Chapter 23. Writing with Confidence

Many managers and executives understand that the highest-paid administrators are among the world’s best ghostwriters. The better your communication skills (especially writing), the more time you save your manager and the more valuable you become. Rate yourself as a writer by answering the following questions:

Yes No 

I always keep my audience in mind when I write. Do they want to know every fact or just the “bottom line”? Are there cultural issues?

I have no problem with the basics: grammar, spelling, and punctuation. (If your answer is “no,” buy a handbook and dictionary and take a brush-up class.)

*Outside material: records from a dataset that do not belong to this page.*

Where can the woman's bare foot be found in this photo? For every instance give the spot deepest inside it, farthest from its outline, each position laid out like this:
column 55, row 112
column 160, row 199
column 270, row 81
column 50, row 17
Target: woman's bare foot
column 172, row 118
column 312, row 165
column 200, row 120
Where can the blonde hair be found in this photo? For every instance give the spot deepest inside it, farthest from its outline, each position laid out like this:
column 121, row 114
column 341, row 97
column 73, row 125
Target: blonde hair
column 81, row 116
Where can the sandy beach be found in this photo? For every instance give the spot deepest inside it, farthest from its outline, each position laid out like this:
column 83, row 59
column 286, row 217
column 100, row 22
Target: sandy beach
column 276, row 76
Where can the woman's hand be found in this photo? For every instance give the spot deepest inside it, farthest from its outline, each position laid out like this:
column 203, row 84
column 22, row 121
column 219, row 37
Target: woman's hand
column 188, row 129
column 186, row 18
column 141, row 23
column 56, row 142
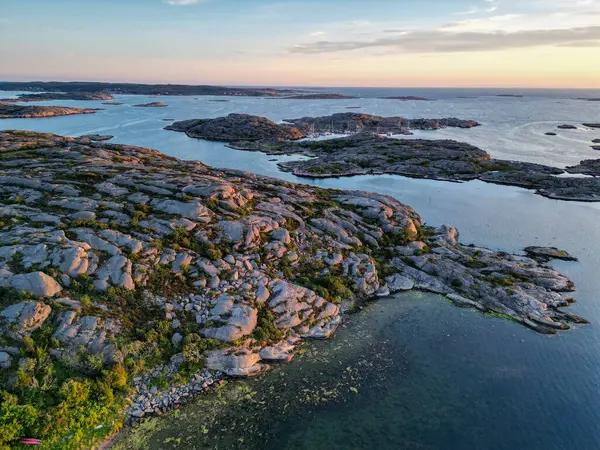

I know the difference between active and passive construction, and try to use the active wherever possible. (Examples: Passive—The temp was hired by Mary. Active—Mary hired the temp.)

I choose simple words to communicate clearly. (Examples: Complex— Subsequently, we’ll require your endorsement. Simple—Later, we'll need your signature.)

I make it a point to state clearly the specific purpose of my letters or memos. Preferably, in simple words in the first paragraph.

I keep a file of sample letters and memos so I can quickly put together an appropriate response to the routine requests we receive.

I personalize letters and memos so the recipient will feel recognized.

If there is any doubt about how a name is spelled, I double-check it. I understand how important a person’s name and title is.

I know that it is hard to proofread my own work, so I have a “buddy” in the office with whom I exchange important letters, reports, etc.